A história e o processo de produção das oito gárgulas executadas em calcário das pedreiras de Porto de Mós, instaladas na sede dos Arquivos Nacionais/Torre do Tombo (Lisboa), e que constituem uma das obras referenciais da longa carreira do artista plástico alcobacense José Aurélio, está agora disponível em livro, resultado de uma investigação conduzida pelo LiDA - Laboratório de Investigação em Design e Artes, do Politécnico de Leiria. A obra, intitulada "Badames, Ponteiros e Bujardas: As Gárgulas da Torre do Tombo", é a primeira lançada pelo LiDA em colaboração com uma editora, permitindo levar às livrarias os resultados da investigação, tendo sido apresentada no dia 18 de dezembro, em Lisboa, de acordo com nota de imprensa enviada à Central Press.
Com base em materiais de arquivo e entrevistas com pessoas envolvidas no processo, nomeadamente o autor das esculturas, o livro acompanha o percurso da obra artística, entre 1987 e 1990, desde a sua conceção até à sua realização, bem como os diferentes modos de apropriação que gerou.
Iniciado em 2021 pelo professor João Bonifácio Serra – nome incontornável do mundo das artes e da cultura, falecido em abril de 2023 –, no âmbito de uma investigação do LiDA do Politécnico de Leiria, o livro foi agora finalizado, graças ao desejo dos vários intervenientes no projeto e do artista José Aurélio em torná-lo realidade.
“A importância de concluir esta investigação prende-se com duas razões distintas: a primeira consiste na vontade de prestar uma homenagem ao nosso colega e amigo João Serra, que tinha o essencial do projeto concluído no momento do seu falecimento; a segunda razão centra-se na essência do projeto. O LiDA tem vindo a desenvolver investigação sobre a história dos processos associados ao design e à arte. Consideramos que esta linha de investigação é essencial porque sustenta a identidade, a cultura e o próprio funcionamento do conhecimento no âmbito destas áreas.

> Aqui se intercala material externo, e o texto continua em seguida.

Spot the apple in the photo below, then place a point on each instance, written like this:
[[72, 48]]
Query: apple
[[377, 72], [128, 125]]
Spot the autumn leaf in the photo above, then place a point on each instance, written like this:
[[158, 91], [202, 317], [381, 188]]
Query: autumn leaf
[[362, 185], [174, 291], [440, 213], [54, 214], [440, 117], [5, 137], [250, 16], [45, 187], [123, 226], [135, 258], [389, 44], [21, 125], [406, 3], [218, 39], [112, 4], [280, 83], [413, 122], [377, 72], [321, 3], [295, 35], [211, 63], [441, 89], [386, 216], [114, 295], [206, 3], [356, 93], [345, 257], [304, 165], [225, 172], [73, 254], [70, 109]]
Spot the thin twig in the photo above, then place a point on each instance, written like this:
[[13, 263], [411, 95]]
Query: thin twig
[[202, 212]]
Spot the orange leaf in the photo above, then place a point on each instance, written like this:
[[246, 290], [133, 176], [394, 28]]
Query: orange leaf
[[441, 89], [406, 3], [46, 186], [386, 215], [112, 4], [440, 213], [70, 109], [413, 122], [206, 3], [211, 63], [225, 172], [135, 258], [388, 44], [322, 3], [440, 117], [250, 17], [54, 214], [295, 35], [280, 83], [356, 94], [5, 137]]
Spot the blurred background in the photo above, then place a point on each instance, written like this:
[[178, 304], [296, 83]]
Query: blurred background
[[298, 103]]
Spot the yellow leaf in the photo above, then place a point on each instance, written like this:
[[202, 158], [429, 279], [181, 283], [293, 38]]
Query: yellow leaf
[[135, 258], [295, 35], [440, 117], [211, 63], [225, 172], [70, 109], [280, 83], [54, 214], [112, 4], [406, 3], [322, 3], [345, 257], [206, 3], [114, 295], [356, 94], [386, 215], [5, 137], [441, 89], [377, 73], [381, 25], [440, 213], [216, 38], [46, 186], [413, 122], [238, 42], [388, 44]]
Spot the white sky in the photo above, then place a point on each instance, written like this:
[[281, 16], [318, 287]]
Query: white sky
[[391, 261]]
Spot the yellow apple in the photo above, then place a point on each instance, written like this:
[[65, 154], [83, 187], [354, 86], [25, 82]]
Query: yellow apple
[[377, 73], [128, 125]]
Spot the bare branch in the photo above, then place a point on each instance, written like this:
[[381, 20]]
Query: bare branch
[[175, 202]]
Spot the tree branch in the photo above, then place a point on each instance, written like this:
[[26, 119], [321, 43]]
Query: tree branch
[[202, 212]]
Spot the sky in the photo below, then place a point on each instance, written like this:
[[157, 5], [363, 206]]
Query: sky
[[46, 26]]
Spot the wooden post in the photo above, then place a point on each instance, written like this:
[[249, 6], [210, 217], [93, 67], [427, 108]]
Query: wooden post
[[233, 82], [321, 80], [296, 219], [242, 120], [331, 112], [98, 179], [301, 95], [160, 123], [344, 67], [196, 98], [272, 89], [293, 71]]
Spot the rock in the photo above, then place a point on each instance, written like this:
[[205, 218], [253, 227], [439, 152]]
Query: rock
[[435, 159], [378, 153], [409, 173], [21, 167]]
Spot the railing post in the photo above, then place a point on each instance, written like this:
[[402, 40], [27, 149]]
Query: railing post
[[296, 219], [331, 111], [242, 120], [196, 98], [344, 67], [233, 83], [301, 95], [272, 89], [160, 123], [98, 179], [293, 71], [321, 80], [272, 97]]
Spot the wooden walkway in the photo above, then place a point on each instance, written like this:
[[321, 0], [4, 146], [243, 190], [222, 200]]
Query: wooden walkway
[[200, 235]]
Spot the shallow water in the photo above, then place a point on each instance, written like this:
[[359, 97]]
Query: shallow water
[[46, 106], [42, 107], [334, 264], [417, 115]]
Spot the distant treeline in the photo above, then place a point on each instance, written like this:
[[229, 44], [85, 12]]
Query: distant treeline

Esta investigação é uma de várias que se encontram em desenvolvimento sobre estas questões, e que se orientam para a preservação da memória dos processos técnicos e concetuais utilizados por artistas e designers portugueses”, explica Renato Bispo, coordenador do LiDA e professor da Escola Superior de Artes e Design das Caldas da Rainha.
Criando um diálogo com os textos dos vários autores que participam no livro, é apresentado um registo fotográfico que documenta a execução e instalação das gárgulas no edifício da Torre do Tombo. Através deste registo visual é possível perceber as técnicas e ferramentas utilizadas na concretização da obra, algumas das quais criadas pelo próprio artista, permitindo compreender não só os conhecimentos técnicos, mas também o contexto em que as gárgulas foram criadas, tanto na pedreira, como no estúdio do artista ou durante a sua instalação no edifício.
“Este percurso é rico em detalhes, como é exemplo o facto de as esculturas terem sido terminadas ao ar livre, para que o seu autor tivesse uma melhor perceção de como a luz natural se relacionava com as suas formas”, destaca o coordenador do LiDA.
A Torre do Tombo foi a primeira instalação cultural decidida e construída pelo novo estado democrático português. Projetado em 1980/81 pelo arquiteto Arsénio Cordeiro, e selecionado através de um concurso público, o edifício começou a ser construído na Cidade Universitária de Lisboa em 1985, tendo sido inaugurado em 1990.
Em 1986, Arsénio Cordeiro propôs que o escultor José Aurélio concebesse e executasse oito gárgulas para concluir o sistema de drenagem das águas pluviais do edifício. Para além da sua função no sistema hidráulico da Torre do Tombo, as gárgulas assumiriam também um papel simbólico, quebrando a rigidez do edifício e revelando, de forma alegórica, ao exterior, os sinais do que se encontra no seu interior. O resultado foi uma obra artística singular e monumental, gerada numa relação dialógica com a arquitetura e o espaço público. Esculpidas diretamente em calcário moca de Porto de Mós, cada uma das gárgulas tem dimensões de 2 x 2 x 2 metros e pesa cerca de 18 toneladas.
“Esperamos que o lançamento deste livro seja o início de uma nova fase em que a investigação conduzida no LiDA tenha uma maior visibilidade fora dos circuitos da investigação, contribuindo para uma maior consciência pública sobre o papel das artes e do design enquanto formas de conhecimento e intervenção sociocultural”, conclui Renato Bispo.